Facebook nemesis targets sites over consent cookies

GDPR_2020Austrian privacy activist and lawyer Max Schrems, who has been a thorn in the side of Facebook for nearly a decade, is now taking aim at firms which persist on using unlawful cookie banners to gain consent, threatening to make official complaints about them unless they change their websites.

Schrems’ privacy organisation, NOYB, has this week sent over 500 draft complaints to companies who it believes use unlawful cookie banners, in a move claimed to be the largest wave of complaints since GDPR came into force.

By law, users must be given a clear yes/no option on whether to accept tracking and analytical cookies when visiting a website.

However, NOYB insists most banners do not comply with the requirements of GDPR, so it has developed software that recognises various types of unlawful cookie banners and automatically generates complaints.

The organisation’s legal team reviews each website, while the system automatically generates a GDPR complaint. Companies are served with an informal draft complaint via email and even get a step-by-step guide on how to change their settings to comply with the law.

The organisation is then giving companies a month to comply with GDPR before filing the formal complaint. Over the course of a year, NOYB claims it will use this system to ensure compliance of up to 10,000 of the most visited websites in Europe.
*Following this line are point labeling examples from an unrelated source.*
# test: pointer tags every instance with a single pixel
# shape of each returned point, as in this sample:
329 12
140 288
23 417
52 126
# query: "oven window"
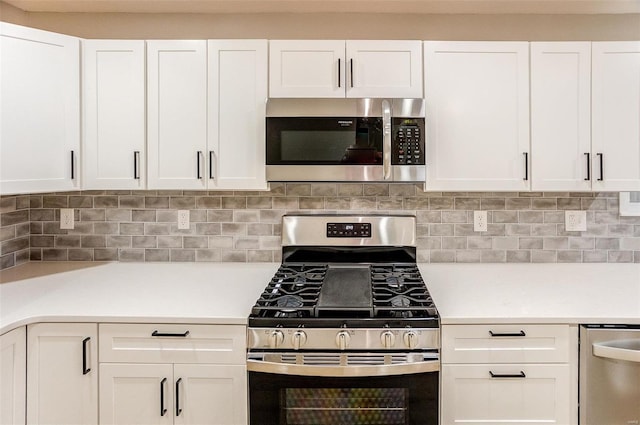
354 406
276 399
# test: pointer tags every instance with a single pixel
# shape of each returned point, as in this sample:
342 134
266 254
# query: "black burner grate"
397 292
292 292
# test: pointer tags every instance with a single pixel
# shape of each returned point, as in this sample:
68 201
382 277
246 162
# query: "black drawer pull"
163 410
588 155
601 160
178 409
173 335
85 369
506 334
507 375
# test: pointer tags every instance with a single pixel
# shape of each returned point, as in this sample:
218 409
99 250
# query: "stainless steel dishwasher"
609 375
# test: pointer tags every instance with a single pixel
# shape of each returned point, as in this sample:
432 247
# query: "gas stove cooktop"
336 294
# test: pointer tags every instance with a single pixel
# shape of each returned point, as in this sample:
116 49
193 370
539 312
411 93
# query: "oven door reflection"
410 399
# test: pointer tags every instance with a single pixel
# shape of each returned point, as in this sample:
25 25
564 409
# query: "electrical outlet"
183 219
66 218
479 221
575 221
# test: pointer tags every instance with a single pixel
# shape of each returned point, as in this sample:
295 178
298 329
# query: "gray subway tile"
80 255
517 256
156 255
183 255
156 202
569 256
620 256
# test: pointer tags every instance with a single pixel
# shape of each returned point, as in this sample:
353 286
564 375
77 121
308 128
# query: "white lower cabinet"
13 354
518 374
172 374
505 394
62 373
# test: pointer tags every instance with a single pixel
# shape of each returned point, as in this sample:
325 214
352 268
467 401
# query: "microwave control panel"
407 144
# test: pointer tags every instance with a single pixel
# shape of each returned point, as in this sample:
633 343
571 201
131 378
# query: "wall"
245 226
336 26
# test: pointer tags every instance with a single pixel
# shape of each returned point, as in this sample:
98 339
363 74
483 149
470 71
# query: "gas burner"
400 301
289 303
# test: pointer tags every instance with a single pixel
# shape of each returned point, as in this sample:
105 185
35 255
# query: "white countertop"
224 292
132 292
535 293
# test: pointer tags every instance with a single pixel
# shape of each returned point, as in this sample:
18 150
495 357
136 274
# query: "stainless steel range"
346 331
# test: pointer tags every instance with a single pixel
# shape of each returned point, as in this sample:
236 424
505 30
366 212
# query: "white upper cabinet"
561 116
384 68
177 114
309 68
335 68
40 107
237 107
113 83
477 111
615 115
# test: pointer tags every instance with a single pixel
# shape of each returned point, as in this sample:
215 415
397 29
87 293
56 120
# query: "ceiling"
336 6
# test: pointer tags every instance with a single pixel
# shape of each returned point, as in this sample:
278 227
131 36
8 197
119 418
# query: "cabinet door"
237 102
477 110
561 116
306 68
40 106
13 355
471 395
615 116
136 394
210 394
384 68
177 114
62 375
113 82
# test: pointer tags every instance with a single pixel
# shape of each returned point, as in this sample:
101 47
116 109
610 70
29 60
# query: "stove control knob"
342 339
276 338
388 339
410 339
299 338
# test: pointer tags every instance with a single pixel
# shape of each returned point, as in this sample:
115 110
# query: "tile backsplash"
245 226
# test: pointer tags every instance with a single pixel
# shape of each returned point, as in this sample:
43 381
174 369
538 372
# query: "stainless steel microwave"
356 140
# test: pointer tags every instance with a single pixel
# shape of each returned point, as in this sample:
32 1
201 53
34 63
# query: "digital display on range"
348 230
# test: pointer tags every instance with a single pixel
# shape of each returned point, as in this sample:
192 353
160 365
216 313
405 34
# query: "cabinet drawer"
505 343
516 394
172 343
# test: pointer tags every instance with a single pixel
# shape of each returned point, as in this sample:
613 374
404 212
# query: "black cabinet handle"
136 165
506 334
178 409
601 156
73 165
163 410
173 335
508 375
211 165
198 156
588 155
85 363
351 67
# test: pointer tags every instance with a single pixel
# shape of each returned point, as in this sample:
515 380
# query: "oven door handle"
625 349
340 371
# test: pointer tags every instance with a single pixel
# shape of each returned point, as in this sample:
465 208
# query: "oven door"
324 394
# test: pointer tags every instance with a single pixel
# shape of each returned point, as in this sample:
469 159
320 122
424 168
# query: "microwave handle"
386 139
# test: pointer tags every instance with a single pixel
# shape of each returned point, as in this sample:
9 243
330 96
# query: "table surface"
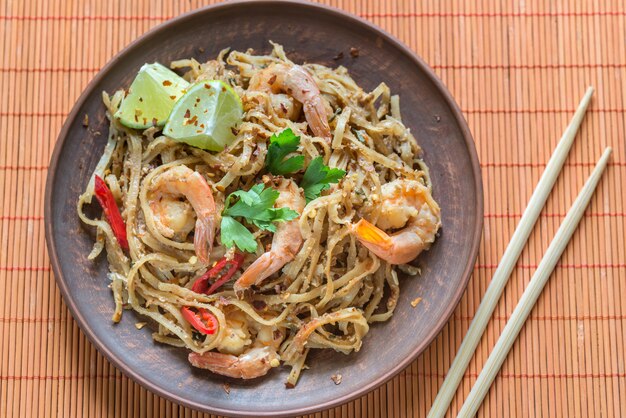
517 69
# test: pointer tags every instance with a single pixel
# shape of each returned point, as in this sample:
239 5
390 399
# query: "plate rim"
391 372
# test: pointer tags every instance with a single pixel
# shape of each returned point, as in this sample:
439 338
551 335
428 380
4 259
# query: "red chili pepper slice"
202 284
203 321
111 211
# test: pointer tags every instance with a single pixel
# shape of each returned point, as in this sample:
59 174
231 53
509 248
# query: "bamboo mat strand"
517 69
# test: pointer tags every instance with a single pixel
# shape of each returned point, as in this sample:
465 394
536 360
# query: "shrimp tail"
374 238
203 238
255 363
315 114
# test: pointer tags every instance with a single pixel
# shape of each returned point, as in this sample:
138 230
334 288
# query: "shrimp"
285 244
173 217
406 204
253 362
297 83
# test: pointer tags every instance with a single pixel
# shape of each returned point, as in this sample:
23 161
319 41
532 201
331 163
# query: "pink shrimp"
297 83
407 204
254 361
171 216
285 244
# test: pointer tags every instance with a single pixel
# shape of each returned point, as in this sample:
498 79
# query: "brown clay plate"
309 33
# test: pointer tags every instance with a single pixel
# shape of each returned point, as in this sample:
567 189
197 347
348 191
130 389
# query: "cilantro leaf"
318 177
281 145
257 207
234 233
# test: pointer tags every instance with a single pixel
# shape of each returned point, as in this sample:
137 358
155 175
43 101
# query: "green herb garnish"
318 177
282 145
256 206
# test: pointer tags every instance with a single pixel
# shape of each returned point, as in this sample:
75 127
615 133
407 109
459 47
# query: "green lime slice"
206 116
151 97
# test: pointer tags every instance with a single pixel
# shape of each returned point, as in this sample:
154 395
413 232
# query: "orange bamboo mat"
517 68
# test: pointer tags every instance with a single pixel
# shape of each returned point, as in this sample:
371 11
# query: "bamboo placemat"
517 69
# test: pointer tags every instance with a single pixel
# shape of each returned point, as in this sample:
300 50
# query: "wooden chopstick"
533 290
507 263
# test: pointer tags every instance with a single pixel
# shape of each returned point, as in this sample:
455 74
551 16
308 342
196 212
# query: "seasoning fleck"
259 305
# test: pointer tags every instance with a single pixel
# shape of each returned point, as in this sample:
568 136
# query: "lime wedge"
151 97
206 116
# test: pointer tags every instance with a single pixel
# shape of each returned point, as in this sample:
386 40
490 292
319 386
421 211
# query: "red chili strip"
202 284
111 211
203 321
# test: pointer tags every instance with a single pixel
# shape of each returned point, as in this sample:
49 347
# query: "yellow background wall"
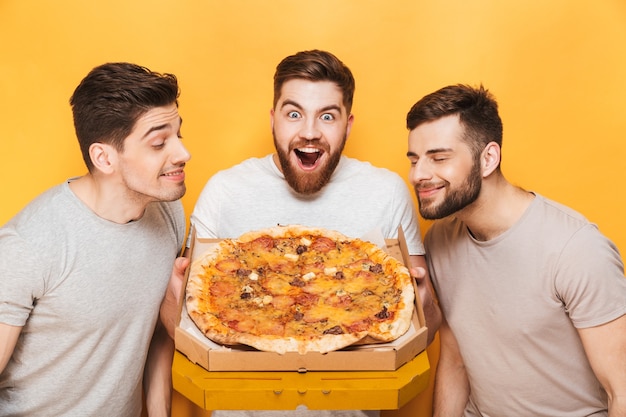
558 69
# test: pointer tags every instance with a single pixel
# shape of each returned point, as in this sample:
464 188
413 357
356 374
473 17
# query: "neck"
106 200
499 206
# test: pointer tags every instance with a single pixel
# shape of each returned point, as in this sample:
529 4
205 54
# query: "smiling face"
447 177
151 165
310 125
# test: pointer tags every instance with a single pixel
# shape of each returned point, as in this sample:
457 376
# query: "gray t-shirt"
87 293
514 304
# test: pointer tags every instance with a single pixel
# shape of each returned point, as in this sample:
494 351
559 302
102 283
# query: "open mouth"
308 157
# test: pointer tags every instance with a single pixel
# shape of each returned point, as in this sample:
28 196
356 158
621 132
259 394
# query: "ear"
103 157
490 158
349 126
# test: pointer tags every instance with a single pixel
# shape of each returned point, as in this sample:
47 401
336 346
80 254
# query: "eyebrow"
430 152
299 107
161 127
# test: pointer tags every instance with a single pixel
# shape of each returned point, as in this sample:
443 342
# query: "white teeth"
308 150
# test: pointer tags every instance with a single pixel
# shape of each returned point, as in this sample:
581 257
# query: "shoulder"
247 166
351 167
443 231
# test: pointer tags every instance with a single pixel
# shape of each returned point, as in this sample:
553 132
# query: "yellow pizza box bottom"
191 342
358 390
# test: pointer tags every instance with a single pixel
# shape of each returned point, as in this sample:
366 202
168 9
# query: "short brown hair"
476 107
110 99
315 65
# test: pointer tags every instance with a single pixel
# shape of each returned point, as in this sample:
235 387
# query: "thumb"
418 273
180 265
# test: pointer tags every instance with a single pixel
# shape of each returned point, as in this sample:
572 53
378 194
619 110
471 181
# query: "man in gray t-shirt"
84 267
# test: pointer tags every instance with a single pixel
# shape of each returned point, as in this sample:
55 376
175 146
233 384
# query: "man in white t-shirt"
308 181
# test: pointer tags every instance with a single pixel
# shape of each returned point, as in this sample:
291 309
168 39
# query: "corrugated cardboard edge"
355 358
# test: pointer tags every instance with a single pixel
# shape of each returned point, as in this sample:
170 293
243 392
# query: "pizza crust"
214 323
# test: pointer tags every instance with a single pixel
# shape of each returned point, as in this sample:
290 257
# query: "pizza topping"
299 289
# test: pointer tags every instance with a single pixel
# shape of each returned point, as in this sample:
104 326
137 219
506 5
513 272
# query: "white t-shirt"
358 199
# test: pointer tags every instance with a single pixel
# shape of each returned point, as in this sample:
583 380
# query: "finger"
418 273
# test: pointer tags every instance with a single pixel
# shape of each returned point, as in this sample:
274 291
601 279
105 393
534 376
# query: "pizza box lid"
369 357
321 390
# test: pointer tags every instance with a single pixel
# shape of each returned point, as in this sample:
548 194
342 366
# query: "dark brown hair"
110 99
476 107
315 65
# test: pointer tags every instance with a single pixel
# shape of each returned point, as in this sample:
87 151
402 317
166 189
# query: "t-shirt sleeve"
204 216
409 220
590 279
22 281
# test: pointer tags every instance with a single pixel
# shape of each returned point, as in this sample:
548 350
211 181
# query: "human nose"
419 172
181 154
310 130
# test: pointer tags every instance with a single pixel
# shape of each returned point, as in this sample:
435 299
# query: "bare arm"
8 338
157 379
432 313
158 370
451 384
605 346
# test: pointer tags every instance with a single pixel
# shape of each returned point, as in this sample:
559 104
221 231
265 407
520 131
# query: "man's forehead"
304 91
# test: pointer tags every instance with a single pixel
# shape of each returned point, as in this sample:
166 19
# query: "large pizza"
298 289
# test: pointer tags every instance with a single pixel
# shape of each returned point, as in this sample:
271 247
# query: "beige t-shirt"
514 304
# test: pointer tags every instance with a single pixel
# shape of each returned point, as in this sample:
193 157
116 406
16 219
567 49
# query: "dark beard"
308 183
456 199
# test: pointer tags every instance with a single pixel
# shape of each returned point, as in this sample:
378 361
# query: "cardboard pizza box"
192 343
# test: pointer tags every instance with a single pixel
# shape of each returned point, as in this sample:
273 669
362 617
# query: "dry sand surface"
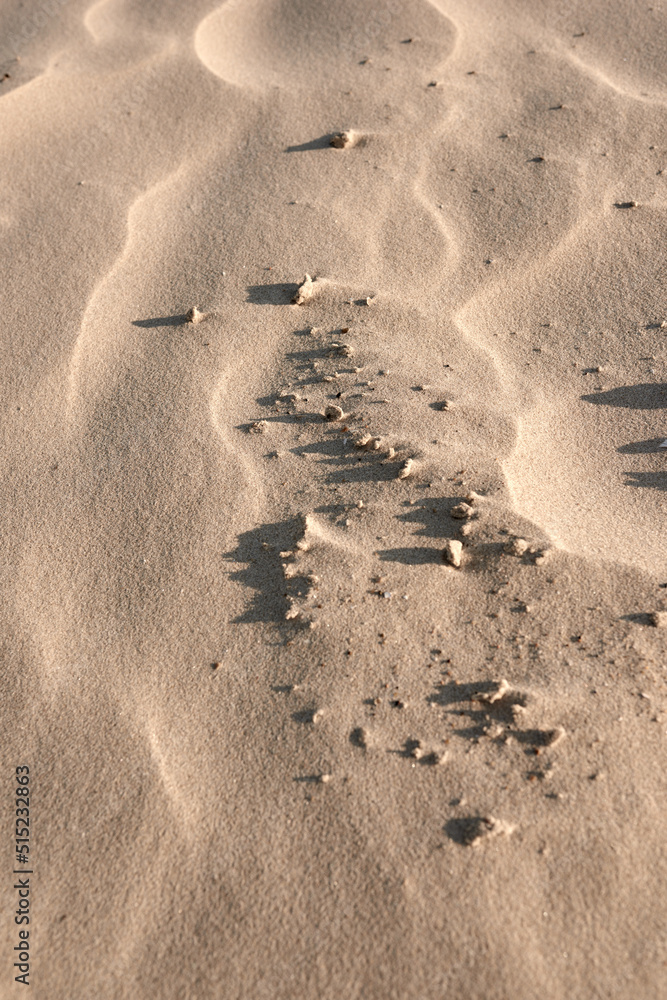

If successful, users should see simple and clear “yes or no” options on more and more websites in the upcoming months.

In a statement, NOYB said: “GDPR was meant to ensure that users have full control over their data, but being online has become a frustrating experience for people all over Europe. Annoying cookie banners appear at every corner of the web, often making it extremely complicated to click anything but the ‘accept’ button.

“Companies use so-called ‘dark patterns’ to get more than 90% of users to ‘agree’, when industry statistics show that only 3% of users actually want to agree.”

Schrems, who also single-handedly brought down the Safe Habour transatlantic data transfer agreement, as well as its successor Privacy Shield, added: “A whole industry of consultants and designers develop crazy click labyrinths to ensure imaginary consent rates. Frustrating people into clicking ‘okay’ is a clear violation of GDPR’s principles.

“Under the law, companies must facilitate users to express their choice and design systems fairly. Companies openly admit that only 3% of all users actually want to accept cookies, but more than 90% can be nudged into clicking the ‘agree’ button. Some companies are clearly trying everything to make privacy a hassle for users, when they have a duty to make it as simple as possible.

“Almost all situations in which users are confronted with data protection are designed by companies. They often deliberately make the designs of privacy settings a nightmare, but at the same time blame GDPR for it. This narrative is repeated on hundreds of pages, so users start to think that these crazy banners are required by law.”